Agencies that will close include the National Park Service and the officials who process visas and passports.
House passage of the legislation was assured after the House Freedom Caucus reached an accord with House Speaker Paul Ryan, R-Wis. The leader of the hard-right group, Rep. Mark Meadows, R-N.C., said Ryan promised future votes on extra defense spending and on a conservative, restrictive immigration bill. Meadows also spoke to President Trump.
But most Senate Democrats and some Republicans were expected to oppose the measure. Democrats were hoping to spur slow-moving immigration talks, while a handful of Republicans, including Sen. Lindsey Graham, R-S.C., were pressing for swifter action on immigration and a long-sought boost in Pentagon spending.
Senate rejection would leave the pathway ahead uncertain with only one guarantee: finger-pointing by both parties.
The GOP controls the Senate 51-49 and will need a substantial number of Democratic votes to reach 60 — the number needed to end Democratic delaying tactics. Republicans were all but daring Democrats to scuttle the bill and force a shutdown because of immigration, which they said would hurt Democratic senators seeking re-election in 10 states that Trump carried in 2016.
“If there’s a government shutdown — and let’s hope there’s not — it’d be the Democrats shutting it down,” said Sen. Richard Shelby, R-Ala.
Blame for the shutdown
Democrats said voters would fault Republicans because they control Congress and the White House and because Trump shot down a proposed bipartisan deal among a handful of senators that would have resolved the conflict over how to protect hundreds of thousands of young immigrants from deportation.
“You have the leverage. Get this done,” House Minority Leader Nancy Pelosi of California said about Republicans.
Trump himself weighed in from Pennsylvania, where he flew to help a GOP candidate in a special congressional election.
“I really believe the Democrats want a shutdown to get off the subject of the tax cuts because they’re doing so well,” he said.
If the measure stalls in the Senate, the next steps were murky.
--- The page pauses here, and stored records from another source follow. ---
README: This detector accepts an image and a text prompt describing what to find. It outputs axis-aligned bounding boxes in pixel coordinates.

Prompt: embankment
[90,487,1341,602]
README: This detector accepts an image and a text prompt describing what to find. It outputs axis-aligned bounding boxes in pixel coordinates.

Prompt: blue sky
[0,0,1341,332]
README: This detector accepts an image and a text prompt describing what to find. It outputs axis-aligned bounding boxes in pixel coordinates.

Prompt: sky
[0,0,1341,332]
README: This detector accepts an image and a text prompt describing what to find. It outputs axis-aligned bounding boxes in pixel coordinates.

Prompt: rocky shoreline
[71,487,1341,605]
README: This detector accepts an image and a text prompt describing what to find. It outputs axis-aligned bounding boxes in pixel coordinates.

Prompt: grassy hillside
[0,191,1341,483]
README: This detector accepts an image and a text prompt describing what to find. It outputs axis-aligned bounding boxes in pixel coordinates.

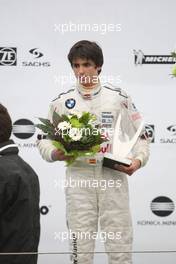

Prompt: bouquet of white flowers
[36,112,107,165]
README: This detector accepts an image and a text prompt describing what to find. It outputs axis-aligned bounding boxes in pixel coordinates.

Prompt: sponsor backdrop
[0,0,176,264]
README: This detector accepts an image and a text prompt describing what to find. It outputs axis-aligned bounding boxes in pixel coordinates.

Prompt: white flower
[69,110,82,118]
[57,121,71,130]
[69,128,82,141]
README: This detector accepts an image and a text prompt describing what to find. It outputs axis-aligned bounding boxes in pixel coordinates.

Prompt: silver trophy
[103,113,144,169]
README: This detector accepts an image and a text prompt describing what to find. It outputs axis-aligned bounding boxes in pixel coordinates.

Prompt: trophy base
[103,153,132,169]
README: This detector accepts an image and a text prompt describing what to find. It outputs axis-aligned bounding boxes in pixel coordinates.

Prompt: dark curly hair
[68,40,103,74]
[0,104,12,143]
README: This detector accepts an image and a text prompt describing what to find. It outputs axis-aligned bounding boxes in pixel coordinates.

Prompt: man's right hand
[51,149,71,161]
Barring a last-minute pact between the two parties on spending and immigration disputes that have raged for months, lawmakers said a measure financing agencies for just several days was possible to build pressure on negotiators to craft a deal. Also imaginable: lawmakers working over the weekend with a shutdown underway — watched by a public that has demonstrated it has abhorred such standoffs in the past.